This issue marks the debut of a monthly comic strip by Peter Bagge, who's been dubbed "the grandpappy of post-punk pop culture scribblings." (See "That's Entertainment!" on page 29.) Bagge is best known as the creator of the critically acclaimed and hugely popular Hate Comics, which chronicles the misadventures of the unforgettable Buddy Bradley. Set in Seattle, where the 43-year-old Bagge lives, and debuting in 1990, Hate quickly became an integral part of the same trendsetting scene that made the world safe for grunge, good coffee, and online retail. His work has appeared widely both in print and on the Web; check out his site for full details. Bagge has witnessed the topic of this month's comic—Hollywood's often-asinine politics—up close and personal while discussing development deals with studio honchos. "The most annoying thing is the presumption of political agreement," says the libertarian Bagge. "Before a meeting can commence, everyone makes a show of Democratic partisan solidarity, even to the point of ripping into Ralph Nader for his sins against Al Gore."
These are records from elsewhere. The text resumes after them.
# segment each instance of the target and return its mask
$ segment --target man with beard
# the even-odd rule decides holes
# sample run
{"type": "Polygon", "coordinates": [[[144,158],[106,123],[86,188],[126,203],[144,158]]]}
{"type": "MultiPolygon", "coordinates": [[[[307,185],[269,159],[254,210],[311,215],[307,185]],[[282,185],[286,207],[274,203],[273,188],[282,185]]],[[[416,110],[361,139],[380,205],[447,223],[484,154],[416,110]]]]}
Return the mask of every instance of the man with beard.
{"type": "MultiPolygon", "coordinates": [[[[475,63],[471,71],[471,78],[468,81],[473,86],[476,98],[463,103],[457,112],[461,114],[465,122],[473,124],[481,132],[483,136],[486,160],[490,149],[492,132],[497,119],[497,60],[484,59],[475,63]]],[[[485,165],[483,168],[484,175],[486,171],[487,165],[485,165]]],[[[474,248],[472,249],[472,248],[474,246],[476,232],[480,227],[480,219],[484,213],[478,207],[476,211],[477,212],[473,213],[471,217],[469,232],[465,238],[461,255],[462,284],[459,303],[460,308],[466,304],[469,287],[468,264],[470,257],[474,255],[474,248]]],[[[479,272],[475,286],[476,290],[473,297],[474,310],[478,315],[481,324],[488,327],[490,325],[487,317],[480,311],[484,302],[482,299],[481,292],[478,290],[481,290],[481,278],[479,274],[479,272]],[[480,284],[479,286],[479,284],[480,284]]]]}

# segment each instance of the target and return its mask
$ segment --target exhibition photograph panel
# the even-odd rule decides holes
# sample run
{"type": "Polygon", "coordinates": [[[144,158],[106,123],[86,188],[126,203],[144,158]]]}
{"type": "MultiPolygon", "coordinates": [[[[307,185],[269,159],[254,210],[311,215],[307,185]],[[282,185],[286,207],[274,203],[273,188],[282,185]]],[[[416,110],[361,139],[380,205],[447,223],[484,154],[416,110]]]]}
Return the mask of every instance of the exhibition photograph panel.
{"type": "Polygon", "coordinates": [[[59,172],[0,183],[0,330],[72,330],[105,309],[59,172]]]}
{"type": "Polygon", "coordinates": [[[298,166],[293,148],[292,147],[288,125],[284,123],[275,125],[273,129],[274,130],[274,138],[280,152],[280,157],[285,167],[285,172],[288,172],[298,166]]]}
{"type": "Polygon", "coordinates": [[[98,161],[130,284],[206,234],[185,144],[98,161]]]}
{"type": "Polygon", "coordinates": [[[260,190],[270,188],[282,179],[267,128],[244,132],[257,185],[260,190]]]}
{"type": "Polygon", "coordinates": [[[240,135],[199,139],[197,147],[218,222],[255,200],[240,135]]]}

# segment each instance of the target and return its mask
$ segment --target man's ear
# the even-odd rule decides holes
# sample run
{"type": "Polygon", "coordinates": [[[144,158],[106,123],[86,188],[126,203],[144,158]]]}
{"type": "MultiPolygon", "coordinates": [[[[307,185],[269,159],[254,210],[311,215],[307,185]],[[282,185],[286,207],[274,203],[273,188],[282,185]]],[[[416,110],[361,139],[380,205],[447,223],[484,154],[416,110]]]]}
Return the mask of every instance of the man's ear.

"My favorite measure of the original Beatlemania involves A Hard Day's Night," recalls REASON Senior Editor Charles Paul Freund, the author of this month's cover story. (See "Still Fab" on page 56.) "I saw it in a huge old Washington movie palace that was jammed with girl fans. The house lights went down, their anticipation went up, and at the first screen image, they exploded into hysteria. That image was the United Artists corporate logo." Freund, who helped edit the Washington Post's Outlook section before joining REASON in 1996, has long had an interest in the often-suppressed relationship between commerce and culture. "If the literary establishment can accept the fact that Romantic visionary poetry was built on commercial Gothic sludge," says Freund, "rock can deal with the fact that the Beatles were built on pop treacle."
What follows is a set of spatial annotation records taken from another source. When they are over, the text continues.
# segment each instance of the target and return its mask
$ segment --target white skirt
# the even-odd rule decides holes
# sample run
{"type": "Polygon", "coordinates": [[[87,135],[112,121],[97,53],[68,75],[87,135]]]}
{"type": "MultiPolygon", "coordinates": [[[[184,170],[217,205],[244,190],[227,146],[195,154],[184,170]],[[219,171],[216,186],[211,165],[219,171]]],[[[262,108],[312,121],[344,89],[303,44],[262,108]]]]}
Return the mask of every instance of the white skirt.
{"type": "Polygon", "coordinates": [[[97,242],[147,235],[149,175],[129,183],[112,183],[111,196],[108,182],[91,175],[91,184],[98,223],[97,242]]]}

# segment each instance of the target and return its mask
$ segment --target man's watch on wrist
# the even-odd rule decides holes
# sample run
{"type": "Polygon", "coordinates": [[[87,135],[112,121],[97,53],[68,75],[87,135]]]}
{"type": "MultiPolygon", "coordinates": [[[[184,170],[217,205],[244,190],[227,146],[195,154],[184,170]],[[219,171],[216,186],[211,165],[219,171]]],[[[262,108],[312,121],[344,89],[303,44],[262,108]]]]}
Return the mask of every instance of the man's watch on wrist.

Bill Steigerwald, who interviews legendary urban theorist Jane Jacobs on page 48, has called more than a few cities home over the years. He's done stints in Philadelphia, Cincinnati, and Los Angeles, where he worked for the Los Angeles Times for the better part of a decade. In 1989, he moved back to his hometown of Pittsburgh and a job at the Post-Gazette. Last June, he moved over to the Steel Town's other paper, the Tribune-Review, where he edits and writes a column. Interviewing the 84-year-old Jacobs capped a long appreciation for her work, says Steigerwald. Certainly her influence can be felt in "Death by Wrecking Ball," the story he wrote for the June 2000 issue of REASON that detailed a redevelopment plan preparing to run roughshod over a vibrant local community.